COMISSÃO PROCESSANTE

Autor de denúncia contra Lucas Ganem reforça acusação de fraude eleitoral

Advogado afirma que vereador não possuía vínculos com BH. Testemunha de defesa, dono de imóvel no bairro Trevo, falta a pela segunda vez

terça-feira, 16 Junho, 2026 - 12:45
parlamentares e participantes presentes em reunião na câmara municipal de bh

Foto: Tatiana Francisca/CMBH

A Comissão Processante da Câmara Municipal de Belo Horizonte (CMBH), que apura possível infração político-administrativa do vereador Lucas Ganem (MDB), ouviu, na manhã desta terça-feira (16/6), o advogado Guilherme Augusto Soares, autor da denúncia sobre fraude no domicílio eleitoral. Durante o depoimento, Guilherme reafirmou o pedido de cassação e sustentou que o parlamentar teria declarado vínculo eleitoral inexistente com Belo Horizonte para disputar as eleições de 2024, conduta que violaria o princípio da moralidade administrativa. A outra testemunha prevista, Grijalva de Carvalho Lage Duarte Júnior, não compareceu à reunião nem justificou a ausência. Nesta quarta-feira (17/6) a comissão se reúne às 9h30 para nova oitiva do vereador Lucas Ganem. Encerrada a fase de instrução, o relator Edmar Branco (PCdoB) deverá elaborar o parecer, que será submetido à apreciação do Plenário. 
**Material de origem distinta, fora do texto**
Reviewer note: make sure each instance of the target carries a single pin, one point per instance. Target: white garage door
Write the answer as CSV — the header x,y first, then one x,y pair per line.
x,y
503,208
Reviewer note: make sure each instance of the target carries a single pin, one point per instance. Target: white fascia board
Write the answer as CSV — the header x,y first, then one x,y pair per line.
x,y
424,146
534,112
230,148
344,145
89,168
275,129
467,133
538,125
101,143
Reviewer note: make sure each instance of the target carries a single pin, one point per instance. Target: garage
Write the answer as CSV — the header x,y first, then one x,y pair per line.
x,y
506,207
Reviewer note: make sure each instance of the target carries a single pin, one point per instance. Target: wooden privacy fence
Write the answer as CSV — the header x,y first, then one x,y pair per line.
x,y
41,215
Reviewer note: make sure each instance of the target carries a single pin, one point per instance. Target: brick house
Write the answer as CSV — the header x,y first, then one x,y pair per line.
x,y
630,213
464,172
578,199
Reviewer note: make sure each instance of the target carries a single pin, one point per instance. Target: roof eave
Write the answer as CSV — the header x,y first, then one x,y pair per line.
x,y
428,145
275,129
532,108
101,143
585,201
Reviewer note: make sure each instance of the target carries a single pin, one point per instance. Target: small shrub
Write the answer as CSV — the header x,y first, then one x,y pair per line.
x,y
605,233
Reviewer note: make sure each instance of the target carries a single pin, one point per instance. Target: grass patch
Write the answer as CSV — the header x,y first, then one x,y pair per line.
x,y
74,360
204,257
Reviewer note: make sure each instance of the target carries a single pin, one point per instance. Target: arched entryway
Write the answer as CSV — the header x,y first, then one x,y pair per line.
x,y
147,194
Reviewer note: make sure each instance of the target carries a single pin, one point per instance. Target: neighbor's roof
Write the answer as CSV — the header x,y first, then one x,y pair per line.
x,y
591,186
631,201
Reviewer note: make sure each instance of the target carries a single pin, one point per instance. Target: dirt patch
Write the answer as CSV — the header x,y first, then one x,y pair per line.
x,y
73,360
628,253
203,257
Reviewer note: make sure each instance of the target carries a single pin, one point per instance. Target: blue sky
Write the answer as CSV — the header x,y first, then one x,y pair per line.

Depoimento do autor da denúncia 

Antes de responder aos questionamentos, o advogado Guilherme Augusto Soares prestou compromisso de dizer a verdade, nos termos do artigo 203 do Código de Processo Penal. O relator da comissão questionou se Guilherme mantinha a denúncia após a decisão do Tribunal de Justiça de Minas Gerais (TJMG) que devolveu à Câmara a possibilidade de analisar a acusação relacionada ao domicílio eleitoral de Lucas Ganem.

Em resposta, o advogado afirmou que mantém a denúncia. Segundo ele, é necessário que o Legislativo conheça os fatos e se manifeste institucionalmente sobre a situação

Acusação de vínculo eleitoral inexistente 

Ao ser perguntado sobre o relatório da Polícia Federal, que aponta que o próprio vereador informou ter passado a residir em Belo Horizonte apenas após ser eleito, Guilherme reforçou a acusação de fraude eleitoral. Segundo o denunciante, Ganem declarou residência na capital mineira em fevereiro de 2024, antes do pleito, sem possuir qualquer vínculo efetivo com a cidade. Segundo o advogado, o conceito de domicílio eleitoral recebe uma interpretação mais ampla pelo Tribunal Superior Eleitoral, incluindo vínculos profissionais, sociais e familiares.

“Ele não tinha nenhum vínculo com a cidade de Belo Horizonte. Entendemos que ele mentiu em um documento para pleitear uma vaga na Câmara e acabou conseguindo”, afirmou.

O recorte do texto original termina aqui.